Differential Protein Expression in the Hemolymph of Bithynia siamensis goniomphalos Infected with Opisthorchis viverrini.


PMID 27893749

Abstract

Bithynia siamensis goniomphalos is a freshwater snail that serves as the first intermediate host of the human liver fluke Opisthorchis viverrini. This parasite is a major public health problem in different countries throughout the Greater Mekong sub-region (Thailand, southern Vietnam, Lao PDR and Cambodia). Chronic O. viverrini infection also results in a gradual increase of fibrotic tissues in the biliary tract that are associated with hepatobiliary diseases and contribute to cholangiocarcinoma (a fatal type of bile duct cancer).
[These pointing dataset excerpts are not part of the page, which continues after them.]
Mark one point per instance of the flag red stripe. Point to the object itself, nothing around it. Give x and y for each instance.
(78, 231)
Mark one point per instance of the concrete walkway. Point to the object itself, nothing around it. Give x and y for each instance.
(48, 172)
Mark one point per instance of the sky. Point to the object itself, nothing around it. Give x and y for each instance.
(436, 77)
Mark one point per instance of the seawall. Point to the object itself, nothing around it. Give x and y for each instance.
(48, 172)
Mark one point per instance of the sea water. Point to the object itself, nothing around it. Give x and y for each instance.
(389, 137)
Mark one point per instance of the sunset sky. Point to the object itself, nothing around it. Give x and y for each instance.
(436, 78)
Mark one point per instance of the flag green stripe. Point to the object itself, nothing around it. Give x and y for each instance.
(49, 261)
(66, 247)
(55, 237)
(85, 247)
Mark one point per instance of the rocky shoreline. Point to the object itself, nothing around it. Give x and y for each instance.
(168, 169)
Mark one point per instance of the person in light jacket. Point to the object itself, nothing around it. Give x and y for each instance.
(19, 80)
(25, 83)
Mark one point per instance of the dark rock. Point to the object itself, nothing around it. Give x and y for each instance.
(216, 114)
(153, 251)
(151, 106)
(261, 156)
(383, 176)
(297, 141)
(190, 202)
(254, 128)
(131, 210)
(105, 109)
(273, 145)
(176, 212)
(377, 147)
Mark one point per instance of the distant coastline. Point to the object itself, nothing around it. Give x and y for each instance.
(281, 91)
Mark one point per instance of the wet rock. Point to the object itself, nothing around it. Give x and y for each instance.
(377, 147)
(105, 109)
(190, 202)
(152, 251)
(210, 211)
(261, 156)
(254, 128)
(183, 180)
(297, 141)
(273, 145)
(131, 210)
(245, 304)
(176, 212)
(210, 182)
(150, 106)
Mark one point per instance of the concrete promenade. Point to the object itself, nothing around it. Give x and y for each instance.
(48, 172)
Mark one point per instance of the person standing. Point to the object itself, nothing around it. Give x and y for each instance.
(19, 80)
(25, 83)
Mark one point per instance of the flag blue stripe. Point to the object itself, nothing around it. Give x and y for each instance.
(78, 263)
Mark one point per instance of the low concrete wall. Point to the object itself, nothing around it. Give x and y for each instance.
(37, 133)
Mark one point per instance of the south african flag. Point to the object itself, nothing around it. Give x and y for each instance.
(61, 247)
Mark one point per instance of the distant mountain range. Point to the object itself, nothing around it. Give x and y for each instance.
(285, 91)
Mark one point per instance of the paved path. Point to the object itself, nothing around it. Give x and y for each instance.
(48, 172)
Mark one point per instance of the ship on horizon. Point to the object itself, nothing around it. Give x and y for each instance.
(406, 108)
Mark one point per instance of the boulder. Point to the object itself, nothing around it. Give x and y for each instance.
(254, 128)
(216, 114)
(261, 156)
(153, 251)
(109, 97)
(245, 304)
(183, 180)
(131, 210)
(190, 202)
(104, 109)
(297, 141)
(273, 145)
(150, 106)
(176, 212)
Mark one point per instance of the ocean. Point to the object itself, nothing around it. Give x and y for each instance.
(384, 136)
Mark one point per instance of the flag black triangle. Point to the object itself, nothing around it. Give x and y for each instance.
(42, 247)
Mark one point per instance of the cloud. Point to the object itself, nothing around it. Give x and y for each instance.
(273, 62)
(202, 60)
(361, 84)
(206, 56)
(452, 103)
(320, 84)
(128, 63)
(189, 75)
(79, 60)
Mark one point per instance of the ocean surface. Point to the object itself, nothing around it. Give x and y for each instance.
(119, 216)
Infectivity of the parasite in the snail host is strongly correlated with destruction of helminths by the snail's innate immune system, composed of cellular (hemocyte) and humoral (plasma) defense factors. To better understand this important host-parasite interface we applied sequential window acquisition of all theoretical spectra mass spectrometry (SWATH-MS) to identify and quantify the proteins from the hemolymph of B. siamensis goniomphalos experimentally infected with O. viverrini and compare them to non-infected snails (control group). A total of 362 and 242 proteins were identified in the hemocytes and plasma, respectively. Of these, 145 and 117 proteins exhibited significant differences in expression upon fluke infection in hemocytes and plasma, respectively. Among the proteins with significantly different expression patterns, we found proteins related to immune response (up-regulated in both hemocyte and plasma of infected snails) and proteins belonging to the structural and motor group (mostly down-regulated in hemocytes but up-regulated in plasma of infected snails). The proteins identified and quantified in this work will provide important information for the understanding of the factors involved in snail defense against O. viverrini and might facilitate the development of new strategies to control O. viverrini infection in endemic areas.